Skip to content

Datasets

Datasets can be used via data blocks inside your prompts. Every item in the dataset will be available as "option" (or "variant") similar to the simple text blocks. This would typically (but doesn't have to) be a placeholder for user data that you want to process with your prompt.

For instance, if you are composing a prompt that should determine the sentiment of emails, you could create a dataset with a few sample emails as items to test in the prompt.

Dataset preview

Datasets can be shared between different prompts in your project, but not across projects.

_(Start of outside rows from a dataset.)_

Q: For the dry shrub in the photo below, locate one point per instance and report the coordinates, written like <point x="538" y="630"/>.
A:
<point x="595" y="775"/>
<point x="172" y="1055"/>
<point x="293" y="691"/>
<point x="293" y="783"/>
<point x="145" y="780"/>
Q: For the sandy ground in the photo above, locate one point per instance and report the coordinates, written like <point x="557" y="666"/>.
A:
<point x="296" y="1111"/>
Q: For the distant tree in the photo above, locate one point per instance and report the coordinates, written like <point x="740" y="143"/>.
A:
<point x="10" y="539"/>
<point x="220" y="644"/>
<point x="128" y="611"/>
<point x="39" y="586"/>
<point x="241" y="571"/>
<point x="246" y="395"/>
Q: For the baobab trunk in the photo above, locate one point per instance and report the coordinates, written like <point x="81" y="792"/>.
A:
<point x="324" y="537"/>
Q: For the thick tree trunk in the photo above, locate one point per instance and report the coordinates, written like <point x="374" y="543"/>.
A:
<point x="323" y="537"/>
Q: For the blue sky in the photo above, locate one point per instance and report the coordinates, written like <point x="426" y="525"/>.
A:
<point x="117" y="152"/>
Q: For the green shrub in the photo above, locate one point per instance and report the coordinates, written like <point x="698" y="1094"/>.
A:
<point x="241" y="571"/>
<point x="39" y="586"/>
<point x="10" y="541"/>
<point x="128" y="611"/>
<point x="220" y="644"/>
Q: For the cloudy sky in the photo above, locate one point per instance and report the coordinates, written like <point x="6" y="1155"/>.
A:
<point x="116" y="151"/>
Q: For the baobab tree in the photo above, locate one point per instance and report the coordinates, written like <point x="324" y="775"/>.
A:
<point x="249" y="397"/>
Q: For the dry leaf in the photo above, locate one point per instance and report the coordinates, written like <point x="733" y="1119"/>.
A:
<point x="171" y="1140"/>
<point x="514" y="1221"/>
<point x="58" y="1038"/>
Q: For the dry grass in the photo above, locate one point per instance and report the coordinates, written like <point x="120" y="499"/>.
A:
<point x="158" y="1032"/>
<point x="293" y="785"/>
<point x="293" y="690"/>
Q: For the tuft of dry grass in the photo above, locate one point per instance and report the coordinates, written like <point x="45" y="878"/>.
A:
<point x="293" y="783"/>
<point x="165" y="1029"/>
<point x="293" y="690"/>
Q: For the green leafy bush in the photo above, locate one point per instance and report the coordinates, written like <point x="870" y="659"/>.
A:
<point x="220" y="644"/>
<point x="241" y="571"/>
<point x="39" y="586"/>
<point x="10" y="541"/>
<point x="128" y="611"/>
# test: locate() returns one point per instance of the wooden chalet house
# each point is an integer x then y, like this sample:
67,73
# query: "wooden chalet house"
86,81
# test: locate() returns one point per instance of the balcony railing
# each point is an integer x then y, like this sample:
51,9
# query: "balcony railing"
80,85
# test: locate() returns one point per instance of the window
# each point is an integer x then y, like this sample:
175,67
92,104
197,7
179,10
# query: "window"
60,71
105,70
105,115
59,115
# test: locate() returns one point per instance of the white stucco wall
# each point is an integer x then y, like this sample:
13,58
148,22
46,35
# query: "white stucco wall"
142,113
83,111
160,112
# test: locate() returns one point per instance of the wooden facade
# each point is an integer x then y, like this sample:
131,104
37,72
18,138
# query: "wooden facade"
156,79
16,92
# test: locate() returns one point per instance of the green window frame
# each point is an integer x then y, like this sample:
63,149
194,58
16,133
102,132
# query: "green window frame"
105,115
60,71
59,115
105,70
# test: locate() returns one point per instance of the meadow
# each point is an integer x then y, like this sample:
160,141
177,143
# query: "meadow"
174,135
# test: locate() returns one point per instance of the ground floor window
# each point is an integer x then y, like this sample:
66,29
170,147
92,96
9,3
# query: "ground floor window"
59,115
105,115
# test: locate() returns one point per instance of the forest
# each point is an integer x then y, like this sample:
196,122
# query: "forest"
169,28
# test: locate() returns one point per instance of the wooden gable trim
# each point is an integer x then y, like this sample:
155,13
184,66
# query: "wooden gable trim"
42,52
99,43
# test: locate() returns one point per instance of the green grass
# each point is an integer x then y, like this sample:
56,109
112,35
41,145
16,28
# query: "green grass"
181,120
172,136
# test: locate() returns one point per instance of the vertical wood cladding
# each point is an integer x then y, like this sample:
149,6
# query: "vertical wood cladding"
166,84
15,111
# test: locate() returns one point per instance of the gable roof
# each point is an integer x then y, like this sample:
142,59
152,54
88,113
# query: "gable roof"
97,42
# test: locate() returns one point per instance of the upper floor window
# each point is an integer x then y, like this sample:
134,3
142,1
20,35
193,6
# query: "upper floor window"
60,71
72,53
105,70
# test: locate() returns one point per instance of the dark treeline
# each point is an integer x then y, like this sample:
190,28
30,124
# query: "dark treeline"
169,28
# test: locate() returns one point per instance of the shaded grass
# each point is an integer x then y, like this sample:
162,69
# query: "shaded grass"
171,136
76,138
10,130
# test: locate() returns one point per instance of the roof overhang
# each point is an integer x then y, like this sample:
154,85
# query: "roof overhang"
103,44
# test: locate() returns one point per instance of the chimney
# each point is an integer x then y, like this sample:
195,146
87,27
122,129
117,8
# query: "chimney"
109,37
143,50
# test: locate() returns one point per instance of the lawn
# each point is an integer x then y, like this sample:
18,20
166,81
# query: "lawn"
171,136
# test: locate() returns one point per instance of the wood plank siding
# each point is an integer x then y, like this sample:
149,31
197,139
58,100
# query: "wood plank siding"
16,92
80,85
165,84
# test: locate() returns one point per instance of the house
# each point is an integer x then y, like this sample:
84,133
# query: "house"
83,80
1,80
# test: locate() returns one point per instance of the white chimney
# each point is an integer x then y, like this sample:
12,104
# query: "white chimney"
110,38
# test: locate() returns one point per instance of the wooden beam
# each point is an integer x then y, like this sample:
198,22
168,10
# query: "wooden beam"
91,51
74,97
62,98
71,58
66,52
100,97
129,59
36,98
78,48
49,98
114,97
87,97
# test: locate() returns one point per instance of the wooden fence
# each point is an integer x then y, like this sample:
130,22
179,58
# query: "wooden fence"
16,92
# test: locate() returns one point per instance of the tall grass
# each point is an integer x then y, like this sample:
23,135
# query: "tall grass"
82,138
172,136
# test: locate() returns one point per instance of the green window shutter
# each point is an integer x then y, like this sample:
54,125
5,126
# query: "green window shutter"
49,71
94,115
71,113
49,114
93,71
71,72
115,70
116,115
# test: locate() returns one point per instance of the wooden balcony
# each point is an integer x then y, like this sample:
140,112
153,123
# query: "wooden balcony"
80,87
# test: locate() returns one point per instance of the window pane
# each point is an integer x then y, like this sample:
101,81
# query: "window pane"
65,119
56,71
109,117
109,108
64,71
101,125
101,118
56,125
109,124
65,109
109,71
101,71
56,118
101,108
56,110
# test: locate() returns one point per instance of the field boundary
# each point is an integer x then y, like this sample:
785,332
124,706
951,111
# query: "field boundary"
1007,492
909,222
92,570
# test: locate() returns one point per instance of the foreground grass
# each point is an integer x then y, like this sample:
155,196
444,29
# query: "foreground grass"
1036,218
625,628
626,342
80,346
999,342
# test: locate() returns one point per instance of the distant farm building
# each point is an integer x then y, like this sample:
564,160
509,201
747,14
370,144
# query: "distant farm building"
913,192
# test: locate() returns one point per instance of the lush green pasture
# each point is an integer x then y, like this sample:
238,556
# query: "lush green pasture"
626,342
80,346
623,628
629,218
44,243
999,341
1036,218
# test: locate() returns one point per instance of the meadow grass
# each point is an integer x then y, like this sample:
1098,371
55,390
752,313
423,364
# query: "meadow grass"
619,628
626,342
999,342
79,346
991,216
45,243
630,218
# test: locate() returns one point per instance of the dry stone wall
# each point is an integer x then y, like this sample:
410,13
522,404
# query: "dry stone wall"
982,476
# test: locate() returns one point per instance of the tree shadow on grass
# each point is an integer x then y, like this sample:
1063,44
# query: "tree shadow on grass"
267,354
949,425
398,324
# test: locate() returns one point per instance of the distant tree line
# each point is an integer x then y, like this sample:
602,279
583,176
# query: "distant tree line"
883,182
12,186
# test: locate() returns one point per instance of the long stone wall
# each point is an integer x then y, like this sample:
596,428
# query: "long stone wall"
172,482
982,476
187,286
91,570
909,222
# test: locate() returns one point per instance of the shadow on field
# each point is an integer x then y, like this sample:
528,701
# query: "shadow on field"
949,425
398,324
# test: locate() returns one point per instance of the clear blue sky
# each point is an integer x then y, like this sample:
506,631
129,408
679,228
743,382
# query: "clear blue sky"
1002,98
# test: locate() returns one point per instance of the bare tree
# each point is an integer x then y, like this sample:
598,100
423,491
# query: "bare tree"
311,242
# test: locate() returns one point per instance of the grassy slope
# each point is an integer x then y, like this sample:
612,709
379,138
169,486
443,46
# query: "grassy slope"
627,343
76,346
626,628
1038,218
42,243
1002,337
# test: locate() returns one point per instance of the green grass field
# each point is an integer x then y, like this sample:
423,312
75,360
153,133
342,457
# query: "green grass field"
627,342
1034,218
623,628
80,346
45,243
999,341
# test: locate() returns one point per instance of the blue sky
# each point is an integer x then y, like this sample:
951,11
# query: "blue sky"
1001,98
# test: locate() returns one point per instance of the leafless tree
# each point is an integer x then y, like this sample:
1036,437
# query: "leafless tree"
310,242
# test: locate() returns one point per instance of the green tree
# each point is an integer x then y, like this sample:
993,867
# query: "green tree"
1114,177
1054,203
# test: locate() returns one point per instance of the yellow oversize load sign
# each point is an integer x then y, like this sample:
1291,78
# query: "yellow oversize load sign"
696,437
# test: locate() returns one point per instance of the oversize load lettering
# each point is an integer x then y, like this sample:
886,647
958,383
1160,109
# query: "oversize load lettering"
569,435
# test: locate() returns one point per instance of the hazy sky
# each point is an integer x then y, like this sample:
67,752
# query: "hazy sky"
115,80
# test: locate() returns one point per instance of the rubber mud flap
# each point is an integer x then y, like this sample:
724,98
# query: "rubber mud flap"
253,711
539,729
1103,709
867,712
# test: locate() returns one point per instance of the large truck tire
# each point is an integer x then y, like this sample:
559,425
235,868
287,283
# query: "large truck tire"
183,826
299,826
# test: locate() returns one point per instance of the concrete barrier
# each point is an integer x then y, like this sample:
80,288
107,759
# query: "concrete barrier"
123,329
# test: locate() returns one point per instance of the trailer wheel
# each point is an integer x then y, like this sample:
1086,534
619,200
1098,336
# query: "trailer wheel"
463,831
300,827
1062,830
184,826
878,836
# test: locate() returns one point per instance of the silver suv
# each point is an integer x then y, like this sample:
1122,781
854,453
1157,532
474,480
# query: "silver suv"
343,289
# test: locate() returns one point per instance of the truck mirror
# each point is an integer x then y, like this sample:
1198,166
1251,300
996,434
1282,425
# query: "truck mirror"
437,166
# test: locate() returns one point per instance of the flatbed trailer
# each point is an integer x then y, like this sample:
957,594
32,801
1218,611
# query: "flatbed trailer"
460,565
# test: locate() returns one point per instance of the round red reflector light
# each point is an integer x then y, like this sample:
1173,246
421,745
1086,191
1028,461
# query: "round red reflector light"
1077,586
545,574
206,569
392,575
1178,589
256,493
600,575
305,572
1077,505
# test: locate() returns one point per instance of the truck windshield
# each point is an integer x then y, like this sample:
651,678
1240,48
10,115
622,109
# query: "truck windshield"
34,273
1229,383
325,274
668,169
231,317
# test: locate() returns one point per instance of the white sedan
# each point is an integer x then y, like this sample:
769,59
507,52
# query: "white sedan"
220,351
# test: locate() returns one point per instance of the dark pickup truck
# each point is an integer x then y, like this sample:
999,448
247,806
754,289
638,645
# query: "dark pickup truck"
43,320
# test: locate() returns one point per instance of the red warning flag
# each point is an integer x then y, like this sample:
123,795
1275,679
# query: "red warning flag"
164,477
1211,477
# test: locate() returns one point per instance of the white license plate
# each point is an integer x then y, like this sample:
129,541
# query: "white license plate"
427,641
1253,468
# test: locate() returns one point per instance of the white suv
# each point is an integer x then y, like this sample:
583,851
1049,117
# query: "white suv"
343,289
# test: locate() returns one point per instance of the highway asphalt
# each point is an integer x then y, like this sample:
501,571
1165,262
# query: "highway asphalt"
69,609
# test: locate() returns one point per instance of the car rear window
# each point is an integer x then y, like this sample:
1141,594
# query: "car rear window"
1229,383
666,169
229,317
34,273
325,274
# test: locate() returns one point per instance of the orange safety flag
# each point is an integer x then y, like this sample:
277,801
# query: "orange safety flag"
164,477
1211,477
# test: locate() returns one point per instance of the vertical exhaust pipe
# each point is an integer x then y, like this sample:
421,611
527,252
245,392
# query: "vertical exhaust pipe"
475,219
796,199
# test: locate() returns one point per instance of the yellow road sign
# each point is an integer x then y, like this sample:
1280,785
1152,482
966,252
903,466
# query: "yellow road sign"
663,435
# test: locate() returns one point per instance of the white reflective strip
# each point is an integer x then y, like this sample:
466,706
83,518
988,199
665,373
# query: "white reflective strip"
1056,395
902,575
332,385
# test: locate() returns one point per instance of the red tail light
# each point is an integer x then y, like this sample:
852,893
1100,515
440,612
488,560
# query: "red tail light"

Once AIPI endpoints are available, you will be able to pass user data as payload with your request to replace the test data.

How not to use datasets

Promptmetheus datasets are not related to RAG and are not intended for batch evaluation of large amounts of data. Do not load your entire test data into a dataset, 5 to 10 entries are usually sufficient. In the future there will be a dedicated workflow for batch evaluations.

Affixation

The idea behind affixation is to make it easier to mark input data in your prompt. A very common scenario would be to do something like this:

Example

The following is an entry from a micro journal:

---
Some entry here...
---

Extract all emotions that are present in the entry based on the following list:

[Anger, Anxiety, Awe, Boredom, Calmness, Cheerfulness, Confusion, Contempt, Curiosity, Desire, Disappointment, Disgust, Embarrassment, Enthusiasm, Envy, ...]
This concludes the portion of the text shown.